Da muss man sich vorstellen, dass sich alle en bloc bei fetziger Musik aufwärmen, dehnen und strecken. Danach wird der Durbacher Bürgermeister Andreas König sein Grußwort sprechen und den Startschuss abfeuern. Der Lauf findet bei jedem Wetter statt. »Meist bleibt es trocken«, weiß Helmut Rößler aus Erfahrung. Die Urgesteine des Silvesterlaufs freuen sich in jedem Jahr über die bunte Walkinggruppe aus allen Generationen.

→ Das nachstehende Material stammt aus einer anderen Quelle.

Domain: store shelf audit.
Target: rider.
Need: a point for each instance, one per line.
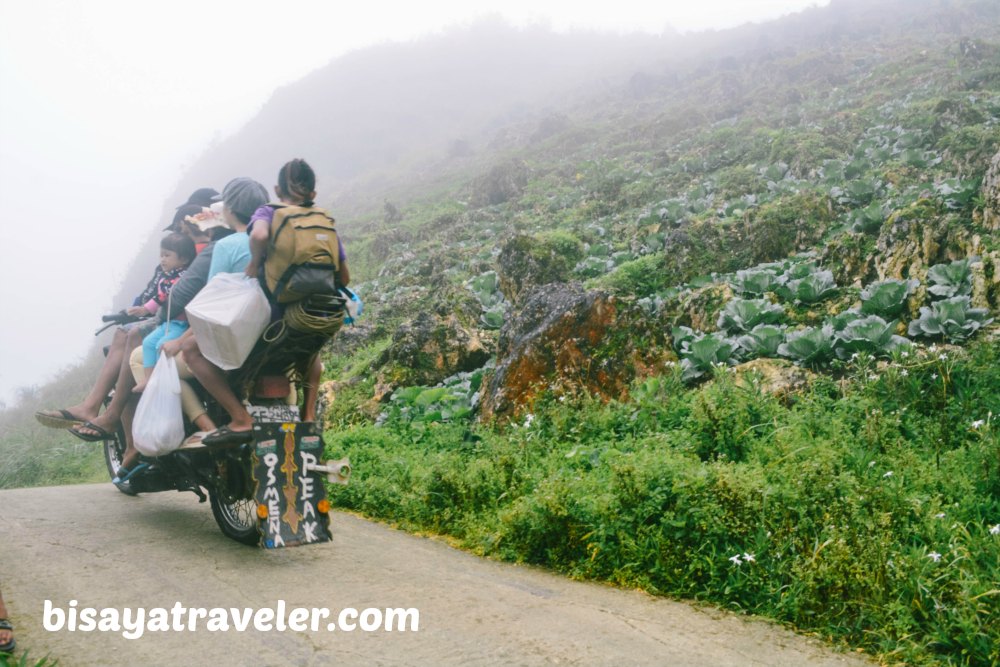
(82, 419)
(203, 228)
(296, 186)
(241, 197)
(177, 251)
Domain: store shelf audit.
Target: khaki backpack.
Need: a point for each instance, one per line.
(303, 255)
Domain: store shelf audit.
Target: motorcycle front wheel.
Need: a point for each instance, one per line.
(114, 452)
(236, 519)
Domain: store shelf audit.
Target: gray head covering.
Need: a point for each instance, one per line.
(243, 196)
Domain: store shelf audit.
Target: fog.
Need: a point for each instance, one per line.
(104, 106)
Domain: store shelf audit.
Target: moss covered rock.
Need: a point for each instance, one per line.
(568, 339)
(427, 349)
(529, 261)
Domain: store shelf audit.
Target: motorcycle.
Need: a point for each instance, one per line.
(267, 492)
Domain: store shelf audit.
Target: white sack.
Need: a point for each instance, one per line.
(228, 316)
(159, 423)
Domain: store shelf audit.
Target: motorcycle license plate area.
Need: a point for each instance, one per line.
(289, 498)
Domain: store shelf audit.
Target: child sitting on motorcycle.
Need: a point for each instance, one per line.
(177, 251)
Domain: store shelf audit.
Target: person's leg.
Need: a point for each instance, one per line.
(310, 388)
(213, 379)
(131, 456)
(150, 348)
(90, 406)
(7, 643)
(108, 422)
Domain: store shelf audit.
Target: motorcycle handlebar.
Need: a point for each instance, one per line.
(121, 317)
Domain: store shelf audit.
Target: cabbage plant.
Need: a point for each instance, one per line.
(841, 320)
(683, 337)
(486, 287)
(887, 298)
(762, 341)
(948, 280)
(953, 319)
(869, 334)
(755, 282)
(742, 315)
(811, 346)
(703, 353)
(811, 289)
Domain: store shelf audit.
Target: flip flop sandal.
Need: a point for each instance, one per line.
(226, 436)
(11, 645)
(65, 418)
(101, 434)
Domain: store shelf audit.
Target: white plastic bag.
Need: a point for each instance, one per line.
(228, 316)
(159, 423)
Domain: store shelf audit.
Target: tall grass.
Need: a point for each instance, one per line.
(867, 510)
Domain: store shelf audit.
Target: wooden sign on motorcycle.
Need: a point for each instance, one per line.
(291, 497)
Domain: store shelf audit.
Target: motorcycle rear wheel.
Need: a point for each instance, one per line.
(236, 519)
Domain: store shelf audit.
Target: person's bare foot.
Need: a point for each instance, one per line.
(7, 643)
(98, 428)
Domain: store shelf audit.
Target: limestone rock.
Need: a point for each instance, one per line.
(776, 376)
(991, 195)
(568, 339)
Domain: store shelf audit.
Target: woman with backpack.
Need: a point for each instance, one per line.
(296, 191)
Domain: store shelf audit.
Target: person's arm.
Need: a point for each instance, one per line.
(259, 231)
(258, 246)
(189, 285)
(173, 346)
(344, 276)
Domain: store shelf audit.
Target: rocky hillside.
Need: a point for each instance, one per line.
(714, 317)
(577, 245)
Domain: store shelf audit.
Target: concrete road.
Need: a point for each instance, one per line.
(109, 552)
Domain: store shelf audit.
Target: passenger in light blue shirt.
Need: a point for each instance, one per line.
(231, 254)
(241, 197)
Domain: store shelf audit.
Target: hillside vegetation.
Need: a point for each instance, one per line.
(720, 325)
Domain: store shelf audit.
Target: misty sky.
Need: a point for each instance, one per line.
(103, 103)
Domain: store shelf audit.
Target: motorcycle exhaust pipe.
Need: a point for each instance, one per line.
(337, 472)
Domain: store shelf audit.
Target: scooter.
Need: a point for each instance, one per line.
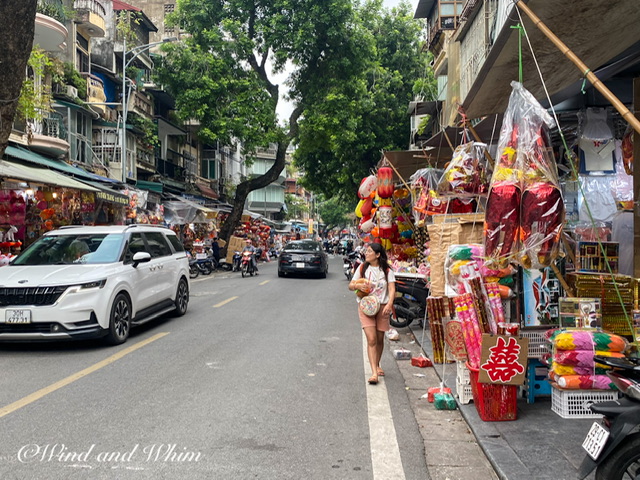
(613, 443)
(247, 264)
(411, 303)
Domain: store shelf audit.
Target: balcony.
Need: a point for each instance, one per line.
(49, 135)
(141, 104)
(50, 34)
(90, 17)
(95, 93)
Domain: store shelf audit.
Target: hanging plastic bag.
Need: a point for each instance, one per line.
(466, 175)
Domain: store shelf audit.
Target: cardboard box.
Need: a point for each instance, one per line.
(449, 230)
(580, 312)
(589, 257)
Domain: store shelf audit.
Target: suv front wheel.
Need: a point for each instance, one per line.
(119, 320)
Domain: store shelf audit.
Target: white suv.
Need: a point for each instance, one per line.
(83, 282)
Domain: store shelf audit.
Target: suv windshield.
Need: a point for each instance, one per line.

Ehrensache ist für den FV Ebersweier etwa, dass vom Vorstand bis zu den Jugendlichen eine starke Mannschaft an den Start geht. Alle Läufer erhalten ein Zertifikat, das sie ihrer Krankenkasse als Bonusgutschein einreichen können. Dazu das doppelte Glücks­gefühl, nämlich fit ins neue Jahr zu starten und im alten noch Gutes getan zu haben

Stichwort

Silvesterwalking

Der 18. Silvesterlauf der Walkingruppe des FV Ebersweier beginnt am Donnerstag, 31. Dezember, um 10.30 Uhr n der Halle am Durbach mit einem Aufwärmtraining. Drei Strecken stehen zur Verfügung, vier, sechs und sieben Kilometer lang. Startgebühr: fünf Euro. Anmeldungen bis Mittwoch, 30. Dezember, bei Helmut Rößler, Durbach-Ebersweier, • 07 81 / 4 26 23
(helmutroessler@t-online.de) oder am Silvestertag direkt an der Halle am Durbach.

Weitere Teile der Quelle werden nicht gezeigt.